Passer au feu rouge en rigolant face à un taxi qui traversait au feu vert et qui a été obligé de piler est un acte odieux et irresponsable, voire criminel. Pourtant, je le vis souvent à Grenoble, en tant que taxi sanitaire, obligée d'éviter les chauffards qui se croient tous seuls sur la chaussée.

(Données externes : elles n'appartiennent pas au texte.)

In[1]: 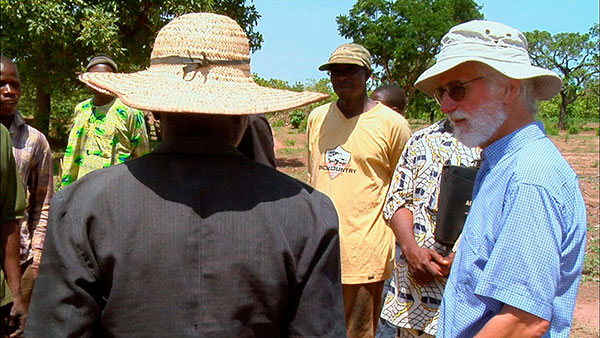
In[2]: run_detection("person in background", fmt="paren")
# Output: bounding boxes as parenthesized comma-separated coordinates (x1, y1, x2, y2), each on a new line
(0, 55, 54, 315)
(307, 43, 412, 338)
(376, 118, 480, 338)
(371, 84, 407, 116)
(1, 124, 28, 338)
(415, 20, 586, 337)
(60, 54, 149, 187)
(26, 13, 346, 337)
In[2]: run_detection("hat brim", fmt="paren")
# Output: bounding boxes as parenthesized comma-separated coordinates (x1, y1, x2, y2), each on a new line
(318, 58, 369, 71)
(80, 64, 329, 115)
(415, 57, 562, 101)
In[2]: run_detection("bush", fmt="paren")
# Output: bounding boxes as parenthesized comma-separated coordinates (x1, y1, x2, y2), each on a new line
(289, 110, 306, 129)
(567, 124, 581, 135)
(541, 118, 559, 136)
(272, 117, 285, 127)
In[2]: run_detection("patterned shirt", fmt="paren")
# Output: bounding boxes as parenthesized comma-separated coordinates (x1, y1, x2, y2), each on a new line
(60, 97, 149, 187)
(438, 122, 587, 337)
(380, 119, 479, 335)
(7, 111, 54, 268)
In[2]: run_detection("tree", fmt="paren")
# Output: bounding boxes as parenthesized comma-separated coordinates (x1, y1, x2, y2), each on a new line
(336, 0, 482, 120)
(525, 24, 599, 129)
(0, 0, 262, 135)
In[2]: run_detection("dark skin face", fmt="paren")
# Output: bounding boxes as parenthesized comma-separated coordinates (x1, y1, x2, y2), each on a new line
(328, 64, 376, 118)
(0, 60, 21, 123)
(87, 63, 116, 106)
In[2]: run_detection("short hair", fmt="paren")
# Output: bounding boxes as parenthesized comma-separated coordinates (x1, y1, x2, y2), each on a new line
(371, 85, 406, 114)
(0, 54, 19, 74)
(476, 63, 539, 115)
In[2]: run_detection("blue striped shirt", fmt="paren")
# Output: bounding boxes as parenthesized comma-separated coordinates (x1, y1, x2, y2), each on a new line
(438, 122, 587, 337)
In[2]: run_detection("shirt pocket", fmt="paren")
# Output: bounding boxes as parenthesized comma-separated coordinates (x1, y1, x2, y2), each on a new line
(90, 122, 118, 159)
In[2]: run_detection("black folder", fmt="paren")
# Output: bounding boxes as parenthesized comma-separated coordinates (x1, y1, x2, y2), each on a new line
(434, 165, 479, 247)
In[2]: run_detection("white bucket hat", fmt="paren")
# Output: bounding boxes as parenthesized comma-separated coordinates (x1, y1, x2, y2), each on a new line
(415, 20, 562, 101)
(79, 13, 328, 115)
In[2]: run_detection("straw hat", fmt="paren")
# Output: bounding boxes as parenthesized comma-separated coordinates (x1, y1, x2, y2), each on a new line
(415, 20, 562, 101)
(79, 13, 328, 115)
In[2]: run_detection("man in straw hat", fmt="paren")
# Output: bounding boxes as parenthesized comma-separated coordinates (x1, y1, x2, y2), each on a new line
(26, 13, 346, 337)
(59, 54, 150, 188)
(413, 20, 586, 337)
(307, 43, 412, 338)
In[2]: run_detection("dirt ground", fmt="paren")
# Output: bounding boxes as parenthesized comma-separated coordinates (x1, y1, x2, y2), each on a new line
(273, 122, 599, 337)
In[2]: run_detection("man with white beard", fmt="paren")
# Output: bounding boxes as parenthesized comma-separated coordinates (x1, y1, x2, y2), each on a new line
(413, 20, 587, 338)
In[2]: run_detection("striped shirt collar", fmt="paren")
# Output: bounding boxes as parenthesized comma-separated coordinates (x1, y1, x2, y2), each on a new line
(8, 110, 27, 136)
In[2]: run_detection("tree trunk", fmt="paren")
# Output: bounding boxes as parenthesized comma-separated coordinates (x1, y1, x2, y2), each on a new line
(33, 85, 51, 136)
(558, 91, 568, 130)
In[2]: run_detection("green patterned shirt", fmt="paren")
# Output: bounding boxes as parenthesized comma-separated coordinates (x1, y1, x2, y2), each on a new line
(60, 98, 149, 187)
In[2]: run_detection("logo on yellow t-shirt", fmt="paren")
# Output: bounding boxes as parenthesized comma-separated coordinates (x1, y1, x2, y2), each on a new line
(319, 145, 356, 179)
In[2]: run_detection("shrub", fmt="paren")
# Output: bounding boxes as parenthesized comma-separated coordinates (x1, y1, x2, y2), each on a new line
(289, 110, 305, 129)
(272, 117, 285, 127)
(541, 118, 559, 136)
(567, 124, 581, 135)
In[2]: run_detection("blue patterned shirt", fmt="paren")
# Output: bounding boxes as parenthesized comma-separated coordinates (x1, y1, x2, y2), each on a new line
(438, 122, 587, 337)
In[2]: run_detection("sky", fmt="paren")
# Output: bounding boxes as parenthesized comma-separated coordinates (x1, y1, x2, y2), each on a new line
(250, 0, 599, 84)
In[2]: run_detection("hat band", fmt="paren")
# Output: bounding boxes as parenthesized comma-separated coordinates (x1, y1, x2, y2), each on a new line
(150, 55, 250, 67)
(151, 54, 250, 76)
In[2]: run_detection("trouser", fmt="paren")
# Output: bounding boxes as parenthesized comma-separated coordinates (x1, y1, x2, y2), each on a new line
(376, 244, 402, 338)
(343, 281, 385, 338)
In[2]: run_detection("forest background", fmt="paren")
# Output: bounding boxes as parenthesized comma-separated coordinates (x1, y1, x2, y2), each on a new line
(1, 0, 598, 142)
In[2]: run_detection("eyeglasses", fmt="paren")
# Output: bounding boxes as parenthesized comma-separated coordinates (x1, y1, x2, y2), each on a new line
(434, 76, 484, 103)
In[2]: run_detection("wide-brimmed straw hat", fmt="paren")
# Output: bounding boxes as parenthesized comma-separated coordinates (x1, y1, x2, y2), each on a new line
(79, 13, 328, 115)
(415, 20, 562, 101)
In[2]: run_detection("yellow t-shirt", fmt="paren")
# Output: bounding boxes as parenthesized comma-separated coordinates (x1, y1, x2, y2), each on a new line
(307, 102, 411, 284)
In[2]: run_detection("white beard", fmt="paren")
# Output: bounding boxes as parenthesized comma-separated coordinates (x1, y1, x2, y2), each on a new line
(448, 102, 508, 148)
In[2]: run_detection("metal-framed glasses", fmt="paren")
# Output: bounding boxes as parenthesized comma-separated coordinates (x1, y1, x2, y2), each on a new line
(434, 76, 484, 103)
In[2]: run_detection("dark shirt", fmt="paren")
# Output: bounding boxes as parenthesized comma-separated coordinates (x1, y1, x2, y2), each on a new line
(237, 114, 277, 168)
(26, 137, 346, 338)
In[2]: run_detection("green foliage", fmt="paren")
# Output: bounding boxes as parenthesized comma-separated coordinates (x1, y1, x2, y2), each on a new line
(567, 124, 580, 135)
(336, 0, 482, 120)
(582, 226, 599, 280)
(1, 0, 263, 135)
(271, 117, 285, 127)
(253, 75, 336, 129)
(283, 139, 296, 146)
(540, 117, 560, 136)
(525, 24, 599, 129)
(289, 110, 305, 129)
(49, 88, 90, 147)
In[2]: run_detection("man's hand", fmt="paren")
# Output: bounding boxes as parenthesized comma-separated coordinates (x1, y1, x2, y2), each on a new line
(8, 298, 27, 337)
(403, 246, 443, 285)
(437, 251, 455, 277)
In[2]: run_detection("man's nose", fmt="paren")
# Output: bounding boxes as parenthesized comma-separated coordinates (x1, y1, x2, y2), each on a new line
(440, 92, 458, 115)
(2, 84, 16, 95)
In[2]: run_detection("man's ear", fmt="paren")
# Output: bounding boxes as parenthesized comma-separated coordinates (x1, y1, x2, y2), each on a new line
(503, 79, 521, 104)
(365, 68, 373, 82)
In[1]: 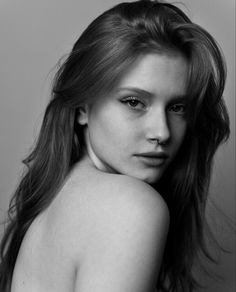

La conduite sur la route doit être gérée par l'anticipation, par le fait de toujours avoir à l'esprit que notre véhicule est un engin de mort et que nos passagers ont aussi droit à la vie. Refuser une priorité à droite peut mener votre enfant assis à l'arrière de votre voiture à un handicap à vie. Ne pas vous arrêter à un stop peut mener un motard dans un fauteuil roulant. Ne pas tourner la tête avant de vous engager sur un carrefour dangereux peut faire que vous n'avez pas vu un vélo arriver. C'est alors qu'arrive le drame un beau matin de soleil, où le sang a mis l'enfer dans des dizaines de vies, celle de la victime décédée, celles de sa famille, la vôtre et celles de vos proches. homéostasie,risque,route,sécurité routière,code,conductrice,taxi médical,ambulancier,anticipation,coupable,accident,handicap,décès,responsable,enfant,optimisme,réalisme,attention,conduite,grenoble,rouler,liberté,respect,piéton,moto,vélo,égoïsme,culpabilité,danger,carrefour,ralentir,freiner,anticiper,rapidité,urgence

 

Chloé LAROCHE

Conductrice professionnelle, taxi et ambulancière diplômée depuis 2002.

 

Nota : si vous souhaitez lire tous mes articles concernant la Sécurité routière, cliquez à gauche de cette page sur la catégorie "Appel à la bonne conduite sur la route".

-------------   Selon Walter Bradford Cannon« l’homéostasie est l’équilibre dynamique qui nous maintient en vie ».